In a previous article, we demonstrated how to scale pods based on HTTP traffic using KEDA and CloudWatch. We utilized CloudWatch to store and retrieve the metrics for our application and, based on that, scale the number of pods. But is there a way to achieve the same result using only KEDA? The answer is yes, with the KEDA HTTP add-on.

The KEDA HTTP Add-on allows Kubernetes users to automatically scale their HTTP servers up and down (including to/from zero) based on incoming HTTP traffic.

How does it work?

A typical application on Kubernetes uses an ingress to route requests to a service, which then routes them to the pods for handling.
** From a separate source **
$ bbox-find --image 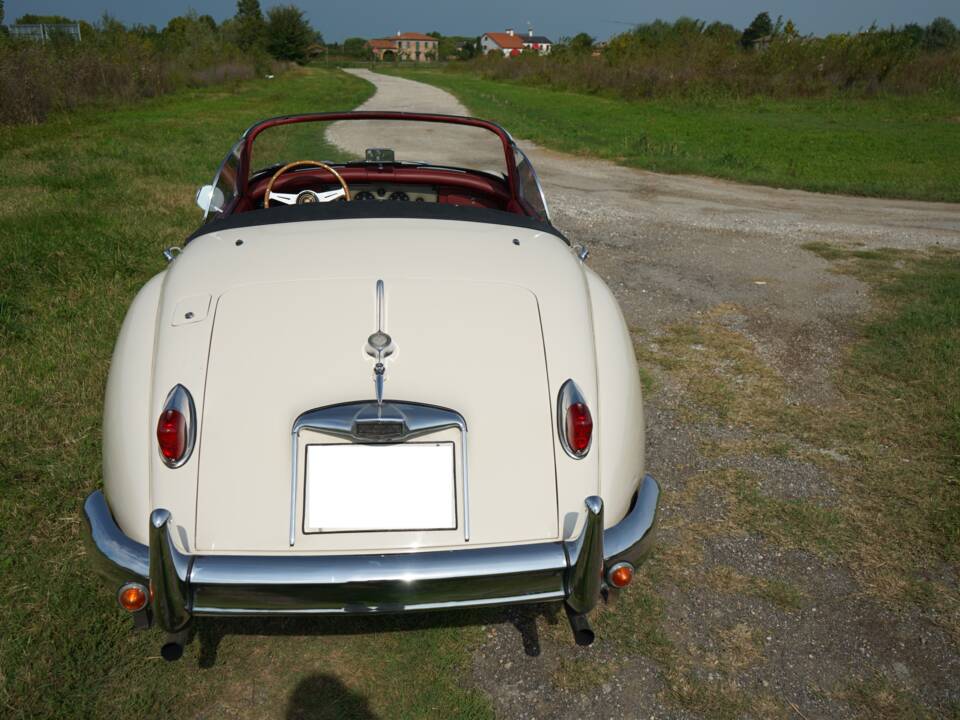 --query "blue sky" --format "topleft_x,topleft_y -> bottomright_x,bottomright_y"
5,0 -> 960,40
There are three main components provided by the KEDA HTTP Add-on:

Operator: This component listens for events related to HTTPScaledObject resources and creates, updates, or removes internal mechanisms as needed.
Interceptor: This component accepts and routes external HTTP traffic to the appropriate application.
Scaler: This component monitors the size of the pending HTTP request queue for a given application and reports it to KEDA.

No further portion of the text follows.